### Heroes Of Pymoli Data Analysis
* Of the 780 active players, the vast majority are male (83.59%). There also exists, a smaller, but notable proportion of female players (14.49%).


* Peak age demographic falls between the ages of 23-30 (29.10%) with secondary groups falling between 31-35 (19.87%), and 18-22 (11.79%).  

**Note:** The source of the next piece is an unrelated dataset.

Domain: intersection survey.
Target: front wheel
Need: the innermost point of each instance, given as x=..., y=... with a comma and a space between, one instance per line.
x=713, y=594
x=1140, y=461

* Item 92, Final Critic was both the most popular and most profitable item with a purchase count of 13 at 4.61 per unit for a total purchase value of 59.99. 

-----

### Note
* Instructions have been included for each segment. You do not have to follow them exactly, but they are included to help you think through the steps.

In [276]:
# Dependencies and Setup
import pandas as pd
import numpy as np

# Read Purchasing File and store into Pandas data frame
purchase_data = pd.read_csv('/Users/danny_delatorre/Desktop/Data Bootcamp/Pending Homework/pandas-challenge/HeroesOfPymoli/purchase_data.csv') 

## Player Count

* Display the total number of players


In [277]:
# Display the total number of players

player_count_df = pd.DataFrame({'Total Players':[player_count]})

player_count_df

Unnamed: 0,Total Players
0,780


## Purchasing Analysis (Total)

* Run basic calculations to obtain number of unique items, average price, etc.


* Create a summary data frame to hold the results


* Optional: give the displayed data cleaner formatting


* Display the summary data frame


In [278]:
#Run basic calculations to obtain number of... unique items, average price, etc.

# unique items
unique_items = purchase_data['Item ID'].nunique()

# average price
average_price = purchase_data['Price'].mean()

# total purchases
total_purchases = purchase_data['Purchase ID'].count()

# total revenue
total_revenue = purchase_data['Price'].sum()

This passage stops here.